Opening Reception Friday August 29th 7 PM- 10 PM

Timea Tihanyi

News media and popular culture bombard us daily with vivid images of sex, violence, disasters, and war. I can watch from the safety of the couch as others inflict and suffer physical harm on the screen, scavenge for food, or save a drowning dog. I may not even cringe or look away any more. As more and more of my experiences become reassigned to a matrix of pixels and data in the virtual world, the body’s integrity and the nature of perception is being reconsidered. Yet, I can’t step out of my skin and walk away, leaving the visceral form behind. I’m feeling conflicted: The model that our culture offers for dealing with the body is a choice between fetishizing and sanitizing.

 

I believe, in our image-based culture the supremacy of the eye can still be challenged by the physical experience, therefore I make objects.

At the same time, I am intrigued by images of a particular kind: diagrams, maps, medical illustrations, and the pixel matrixes of digital photographs. I’m interested in the descriptive nature of these, distilling visceral experiences and empirical findings into easily digestible quantities of data. By appropriating and remaking them as objects, I also reconsider their meaning and the way they embody information about the reality of physical existence.

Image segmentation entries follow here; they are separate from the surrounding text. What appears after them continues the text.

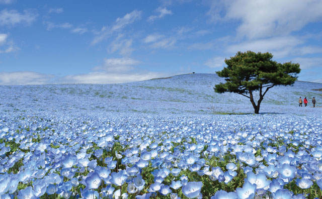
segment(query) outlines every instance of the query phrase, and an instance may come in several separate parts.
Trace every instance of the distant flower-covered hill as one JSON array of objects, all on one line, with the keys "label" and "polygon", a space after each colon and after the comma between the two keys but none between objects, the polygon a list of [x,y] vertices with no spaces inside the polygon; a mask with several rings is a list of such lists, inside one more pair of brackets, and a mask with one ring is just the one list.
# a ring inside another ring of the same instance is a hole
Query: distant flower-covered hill
[{"label": "distant flower-covered hill", "polygon": [[[75,114],[146,113],[227,114],[253,113],[248,98],[216,93],[215,84],[224,79],[215,74],[188,74],[143,81],[110,84],[46,84],[0,86],[0,111]],[[322,102],[322,84],[296,81],[275,86],[261,105],[262,113],[318,113],[311,101]],[[306,108],[297,107],[306,96]]]}]

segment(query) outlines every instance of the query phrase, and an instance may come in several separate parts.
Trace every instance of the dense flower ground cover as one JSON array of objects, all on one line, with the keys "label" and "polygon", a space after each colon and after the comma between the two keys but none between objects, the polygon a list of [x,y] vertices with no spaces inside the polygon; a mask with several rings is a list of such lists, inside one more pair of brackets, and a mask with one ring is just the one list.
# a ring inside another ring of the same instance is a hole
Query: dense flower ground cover
[{"label": "dense flower ground cover", "polygon": [[221,80],[0,86],[1,198],[321,198],[321,111],[297,101],[321,85],[255,115]]}]

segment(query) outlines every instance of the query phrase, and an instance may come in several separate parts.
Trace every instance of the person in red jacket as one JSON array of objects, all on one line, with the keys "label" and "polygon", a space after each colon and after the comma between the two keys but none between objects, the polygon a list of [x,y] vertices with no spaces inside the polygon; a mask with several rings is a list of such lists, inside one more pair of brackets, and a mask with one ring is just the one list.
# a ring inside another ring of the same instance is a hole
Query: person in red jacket
[{"label": "person in red jacket", "polygon": [[306,99],[306,97],[304,98],[304,105],[305,106],[307,106],[307,99]]}]

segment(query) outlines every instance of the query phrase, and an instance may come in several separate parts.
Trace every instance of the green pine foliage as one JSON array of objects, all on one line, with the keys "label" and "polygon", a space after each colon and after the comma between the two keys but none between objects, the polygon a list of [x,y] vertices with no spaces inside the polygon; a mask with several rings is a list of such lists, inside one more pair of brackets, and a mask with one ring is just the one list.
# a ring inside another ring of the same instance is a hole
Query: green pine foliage
[{"label": "green pine foliage", "polygon": [[[235,92],[249,98],[255,113],[258,114],[260,104],[268,90],[275,85],[293,84],[301,69],[298,63],[283,64],[273,61],[272,54],[238,52],[234,57],[225,60],[227,66],[217,74],[224,77],[226,82],[215,85],[216,92]],[[257,104],[253,91],[259,90]]]}]

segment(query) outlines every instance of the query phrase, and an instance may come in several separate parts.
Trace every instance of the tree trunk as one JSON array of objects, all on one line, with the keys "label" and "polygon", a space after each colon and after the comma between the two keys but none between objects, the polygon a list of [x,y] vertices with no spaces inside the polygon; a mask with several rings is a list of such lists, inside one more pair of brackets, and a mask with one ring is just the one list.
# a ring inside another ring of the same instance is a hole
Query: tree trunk
[{"label": "tree trunk", "polygon": [[254,108],[254,109],[255,111],[255,113],[256,114],[258,114],[260,111],[260,107],[258,105],[257,106],[254,101],[254,97],[253,96],[253,91],[251,90],[249,90],[249,91],[250,92],[250,99],[251,101],[251,103],[253,105],[253,107]]}]

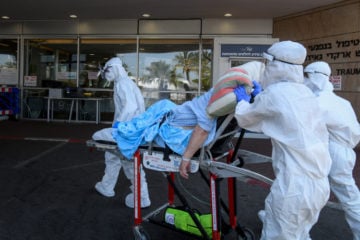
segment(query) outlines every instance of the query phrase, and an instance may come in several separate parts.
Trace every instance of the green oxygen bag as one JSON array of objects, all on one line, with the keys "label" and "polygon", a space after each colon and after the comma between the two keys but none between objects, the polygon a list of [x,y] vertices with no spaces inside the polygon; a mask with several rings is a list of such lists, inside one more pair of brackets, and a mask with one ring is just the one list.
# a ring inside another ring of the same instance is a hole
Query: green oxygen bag
[{"label": "green oxygen bag", "polygon": [[[199,220],[201,226],[204,228],[207,235],[212,238],[212,215],[199,214],[195,210],[195,216]],[[167,207],[164,216],[165,222],[180,229],[197,236],[202,236],[201,231],[196,226],[195,222],[190,216],[190,213],[181,207]]]}]

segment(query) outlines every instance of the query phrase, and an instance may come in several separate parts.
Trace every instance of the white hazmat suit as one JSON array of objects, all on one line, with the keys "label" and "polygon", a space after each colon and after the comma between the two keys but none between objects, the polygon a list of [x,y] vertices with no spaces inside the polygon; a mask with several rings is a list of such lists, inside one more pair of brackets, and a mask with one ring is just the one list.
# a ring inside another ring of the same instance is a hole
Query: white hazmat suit
[{"label": "white hazmat suit", "polygon": [[353,148],[360,140],[360,125],[351,103],[333,92],[333,85],[329,81],[329,64],[314,62],[304,72],[305,85],[316,94],[320,107],[326,111],[332,159],[330,189],[345,211],[354,240],[360,240],[360,192],[352,174],[356,161]]},{"label": "white hazmat suit", "polygon": [[[107,81],[114,82],[114,122],[129,121],[145,111],[144,98],[137,85],[129,78],[119,58],[115,57],[106,62],[101,71]],[[115,141],[112,132],[114,128],[105,128],[93,135],[94,140]],[[130,189],[133,191],[134,162],[121,160],[118,156],[105,153],[105,173],[101,182],[96,183],[95,189],[106,197],[115,196],[114,188],[118,180],[119,171],[124,168],[126,177],[131,181]],[[150,206],[148,186],[143,169],[141,169],[141,207]],[[134,207],[134,194],[130,193],[125,198],[125,205]]]},{"label": "white hazmat suit", "polygon": [[328,133],[314,94],[303,84],[306,49],[283,41],[264,57],[264,91],[252,104],[240,101],[235,111],[241,127],[271,138],[275,179],[261,240],[304,240],[329,198]]}]

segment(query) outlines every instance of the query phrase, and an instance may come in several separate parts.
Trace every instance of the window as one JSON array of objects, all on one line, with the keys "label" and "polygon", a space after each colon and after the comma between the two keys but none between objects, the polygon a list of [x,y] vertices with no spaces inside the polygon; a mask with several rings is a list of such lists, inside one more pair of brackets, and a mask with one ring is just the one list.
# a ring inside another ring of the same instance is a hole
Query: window
[{"label": "window", "polygon": [[140,40],[138,84],[147,106],[162,98],[182,103],[210,88],[212,44],[205,46],[200,60],[199,39]]}]

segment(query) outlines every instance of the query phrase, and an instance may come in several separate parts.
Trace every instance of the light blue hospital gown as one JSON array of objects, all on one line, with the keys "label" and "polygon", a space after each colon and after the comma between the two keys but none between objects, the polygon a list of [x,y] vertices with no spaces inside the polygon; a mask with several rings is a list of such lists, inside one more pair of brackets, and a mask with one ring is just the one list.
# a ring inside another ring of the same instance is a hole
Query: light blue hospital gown
[{"label": "light blue hospital gown", "polygon": [[115,123],[112,134],[121,153],[131,159],[140,145],[154,141],[162,147],[165,147],[165,142],[172,151],[182,155],[193,131],[183,127],[194,127],[197,124],[209,132],[204,145],[209,144],[216,131],[216,118],[206,114],[212,92],[211,89],[181,105],[166,99],[160,100],[132,120]]}]

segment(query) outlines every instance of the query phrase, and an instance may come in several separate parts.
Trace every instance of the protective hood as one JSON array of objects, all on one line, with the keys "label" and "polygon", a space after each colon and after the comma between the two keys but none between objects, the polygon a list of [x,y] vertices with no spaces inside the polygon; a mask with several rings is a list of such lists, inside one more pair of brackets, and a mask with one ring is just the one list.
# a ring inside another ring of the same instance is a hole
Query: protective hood
[{"label": "protective hood", "polygon": [[306,49],[300,43],[274,43],[263,56],[267,60],[260,80],[263,88],[277,82],[304,82],[302,64],[305,61]]},{"label": "protective hood", "polygon": [[293,65],[279,61],[269,62],[266,67],[260,84],[265,89],[277,82],[303,83],[304,73],[302,65]]},{"label": "protective hood", "polygon": [[326,62],[314,62],[305,69],[305,85],[308,86],[316,95],[322,91],[333,91],[334,87],[329,81],[331,69]]},{"label": "protective hood", "polygon": [[261,75],[264,73],[265,70],[265,64],[259,61],[247,62],[239,67],[244,69],[248,73],[250,80],[256,81],[260,81]]},{"label": "protective hood", "polygon": [[105,63],[105,66],[100,70],[100,74],[106,81],[118,81],[121,78],[128,76],[127,72],[122,66],[122,61],[118,57],[111,58]]}]

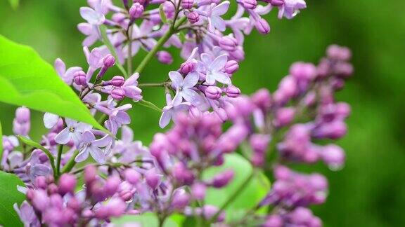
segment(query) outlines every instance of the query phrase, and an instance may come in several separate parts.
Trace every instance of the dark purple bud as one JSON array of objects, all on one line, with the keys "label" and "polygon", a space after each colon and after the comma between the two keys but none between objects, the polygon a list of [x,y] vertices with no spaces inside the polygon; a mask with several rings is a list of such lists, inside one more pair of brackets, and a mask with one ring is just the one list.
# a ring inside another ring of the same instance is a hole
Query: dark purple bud
[{"label": "dark purple bud", "polygon": [[215,177],[212,179],[212,186],[214,188],[222,188],[226,186],[233,178],[233,171],[231,170],[225,170]]},{"label": "dark purple bud", "polygon": [[242,5],[245,8],[253,10],[257,6],[257,2],[256,0],[243,0]]},{"label": "dark purple bud", "polygon": [[163,64],[170,64],[173,63],[173,57],[172,57],[172,55],[170,55],[170,53],[167,51],[158,51],[156,53],[156,55],[158,56],[158,60],[159,62]]},{"label": "dark purple bud", "polygon": [[188,74],[189,72],[194,70],[195,64],[192,62],[186,62],[180,66],[180,71],[184,74]]},{"label": "dark purple bud", "polygon": [[76,177],[75,175],[64,174],[59,179],[59,193],[65,195],[67,193],[73,194],[76,187]]},{"label": "dark purple bud", "polygon": [[200,20],[200,15],[198,14],[198,13],[193,11],[188,13],[188,15],[187,15],[187,19],[188,19],[188,21],[191,24],[194,24],[198,22],[198,20]]},{"label": "dark purple bud", "polygon": [[217,86],[209,86],[205,89],[205,95],[211,99],[217,99],[222,94],[222,90]]},{"label": "dark purple bud", "polygon": [[110,83],[113,86],[121,87],[124,85],[124,83],[125,83],[125,78],[121,76],[115,76],[112,77],[111,81],[110,81]]},{"label": "dark purple bud", "polygon": [[112,67],[115,64],[115,58],[112,55],[108,54],[103,59],[103,64],[104,64],[105,67]]},{"label": "dark purple bud", "polygon": [[235,51],[238,46],[238,41],[231,36],[224,36],[219,39],[219,46],[226,51]]},{"label": "dark purple bud", "polygon": [[75,72],[73,76],[73,81],[79,85],[87,85],[87,78],[86,78],[86,73],[83,71],[77,71]]},{"label": "dark purple bud", "polygon": [[124,172],[125,180],[129,184],[135,185],[141,180],[141,174],[134,169],[127,169]]},{"label": "dark purple bud", "polygon": [[142,13],[143,13],[143,6],[141,5],[138,2],[134,3],[129,8],[129,13],[131,20],[141,18],[142,16]]},{"label": "dark purple bud", "polygon": [[260,34],[266,34],[270,32],[270,25],[269,25],[269,23],[263,18],[257,20],[255,23],[255,27]]},{"label": "dark purple bud", "polygon": [[228,61],[226,62],[226,64],[225,64],[225,71],[228,74],[233,74],[236,71],[238,71],[238,69],[239,69],[239,64],[238,64],[238,62],[236,62],[236,61],[230,60],[230,61]]},{"label": "dark purple bud", "polygon": [[225,92],[229,97],[237,97],[240,95],[240,90],[233,85],[230,85],[225,90]]},{"label": "dark purple bud", "polygon": [[122,100],[125,97],[125,92],[120,88],[115,88],[111,91],[111,97],[115,100]]},{"label": "dark purple bud", "polygon": [[184,9],[191,9],[194,4],[193,0],[181,0],[181,7]]}]

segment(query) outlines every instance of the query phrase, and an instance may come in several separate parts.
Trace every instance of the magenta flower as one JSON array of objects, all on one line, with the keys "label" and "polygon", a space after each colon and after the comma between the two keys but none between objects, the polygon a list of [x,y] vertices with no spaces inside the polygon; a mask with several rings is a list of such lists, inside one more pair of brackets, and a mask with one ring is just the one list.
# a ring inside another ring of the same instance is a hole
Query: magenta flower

As a visual artist working with mixed media my work frequently references the structures and experiences of the body. My former medical training gave me analytical tools that serve my continuing interest in considering the human body both as an object of taboo or spectacle and, most importantly, as the house and hardware of our existence. For me, the process of making and the purpose of the work becomes a balancing act between scientific objectivity and a subjective, visceral experience.

As an object maker, my understanding of the world is based on my sense of touch. In my art making, labor, time, and the physical process of engaging with the material bit by bit, square inch by square inch are essential factors. The everyday materials I use, like synthetic felt and thread, are transformed into tactile, sensual objects as a result of a repetitive and meticulous process of sewing and cutting. Each project is a new challenge: a struggle to accept or defy my own physical limitations of visual acuity, motor coordination, patience and endurance. The object made this way is a result of a process of transcription: turning the flat and remote image into a tangible and fragile object of our everyday reality.